On March 3, the IRS held an invite-only event dubbed the Virtual Currency Summit. According to Forbes, the event was held at the agency’s Washington DC headquarters. Various stakeholders from the crypto industry were invited to share their views on taxation in the sector. It consisted of four panels, each of which was 90 minutes long. Here are some of the key points from this summit.
The Anonymity of Bitcoin Does Not Exist
Many in the crypto sector believe that Bitcoin offers its users anonymity. However, the IRS revealed that they were able to trace all BTC transactions. During the event, Chuck Rettig, an IRS Commissioner, talked about a recent indictment against two Chinese citizens who helped North Korea launder over $100 in stolen crypto coins. To identify the hackers, the IRS used tools such as Chainalysis to track the funds of these two people across 113 crypto wallets. According to the IRS, while they cannot tell where your fiat currency was before you had it, the can pinpoint the origin of every Bitcoin in your wallet
Classifying Crypto as Property is Not Perfect
During the event, an IRS agent discussed the updated guidance issued by the IRS. He noted that the classification of crypto as property had caused some confusion. He noted that when the guidance was issued in 2014, most cryptocurrencies were similar to BTC. However, various crypto coins have been created since then, which have unique use cases. He said that the IRS was aware of this evolution of the crypto market and the treatment of all crypto coins as property might no longer be feasible. They also talked about how other regulators were classifying crypto. For instance, they noted that the SEC considers some coins to be securities while the CFTC considers some coins to be commodities.

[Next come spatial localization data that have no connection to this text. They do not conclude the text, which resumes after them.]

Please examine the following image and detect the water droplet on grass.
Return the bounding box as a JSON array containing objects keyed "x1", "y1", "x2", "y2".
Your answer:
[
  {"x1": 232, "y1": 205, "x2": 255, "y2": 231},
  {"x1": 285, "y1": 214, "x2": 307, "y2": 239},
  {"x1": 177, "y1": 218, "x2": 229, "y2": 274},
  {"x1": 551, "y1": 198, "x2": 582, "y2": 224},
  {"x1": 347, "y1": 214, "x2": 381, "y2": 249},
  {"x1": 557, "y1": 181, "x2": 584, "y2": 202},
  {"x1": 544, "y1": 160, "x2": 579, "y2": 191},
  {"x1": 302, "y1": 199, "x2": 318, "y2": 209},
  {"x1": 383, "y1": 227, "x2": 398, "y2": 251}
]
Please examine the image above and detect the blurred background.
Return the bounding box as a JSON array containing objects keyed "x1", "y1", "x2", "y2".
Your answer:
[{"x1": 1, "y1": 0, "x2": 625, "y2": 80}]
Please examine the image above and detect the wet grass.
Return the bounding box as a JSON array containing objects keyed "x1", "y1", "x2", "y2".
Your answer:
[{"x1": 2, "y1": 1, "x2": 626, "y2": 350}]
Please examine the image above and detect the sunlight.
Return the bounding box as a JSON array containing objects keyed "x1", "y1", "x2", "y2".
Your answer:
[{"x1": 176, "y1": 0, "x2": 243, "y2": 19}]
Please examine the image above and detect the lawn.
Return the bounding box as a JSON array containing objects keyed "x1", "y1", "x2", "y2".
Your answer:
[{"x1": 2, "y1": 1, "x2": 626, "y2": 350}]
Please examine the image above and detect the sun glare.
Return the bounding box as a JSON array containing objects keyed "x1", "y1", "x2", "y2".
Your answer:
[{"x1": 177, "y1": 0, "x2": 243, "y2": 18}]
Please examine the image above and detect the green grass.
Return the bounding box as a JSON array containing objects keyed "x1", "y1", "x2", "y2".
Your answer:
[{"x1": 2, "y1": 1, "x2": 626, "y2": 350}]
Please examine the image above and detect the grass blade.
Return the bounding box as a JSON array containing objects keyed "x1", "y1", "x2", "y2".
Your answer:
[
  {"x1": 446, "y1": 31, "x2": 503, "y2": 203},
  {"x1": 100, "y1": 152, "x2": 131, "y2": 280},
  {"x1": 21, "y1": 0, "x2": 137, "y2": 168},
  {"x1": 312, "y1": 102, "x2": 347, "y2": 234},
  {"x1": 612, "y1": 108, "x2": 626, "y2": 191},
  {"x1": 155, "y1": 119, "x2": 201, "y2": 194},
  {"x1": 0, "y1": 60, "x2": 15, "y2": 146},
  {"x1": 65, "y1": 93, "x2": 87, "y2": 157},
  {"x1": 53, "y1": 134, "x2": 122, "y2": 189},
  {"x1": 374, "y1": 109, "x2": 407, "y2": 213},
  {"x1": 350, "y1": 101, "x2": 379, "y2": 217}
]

Crypto Taxation Software Is Not Perfect
One attendee noted that several programs for calculating crypto taxation had emerged. However, a recent study by COinDesk found that each program gave various results from the same data. As a result, users of these programs need to be careful when using them.
Creating a Central Depository for Data in the Crypto Sector
The IRS proposed the creation of a Central Depository for the crypto sector to aid with tax compliance. Exchanges would be compelled to send all their data to this depository for regulators to use when they needed it. However, representatives from Kraken and Coinbase pushed back against this idea due to concerns about data security and privacy.
Comment Letter from AICPA
Panelists discussed the comment letter sent by the American Institute of Certified Public Accountants. Specifically, they talked about crypto donations. These donations are subject to the non-cash property donation rules. If you donate any crypto over $5,000, you have to use a qualified appraiser. However, there is a lack of clarity on what constitutes a qualified appraiser in the crypto sector. The letter suggests that crypto donations should not need to be appraised since spot pricing can be confirmed by anyone with access to the internet.
This summit shows that the IRS is interested in having a better understanding of the crypto sector. In the future, this could lead to better policies by the IRS when it comes to crypto taxation. Thus far, their policies have caused a lot of uproar and confusion in the crypto sector.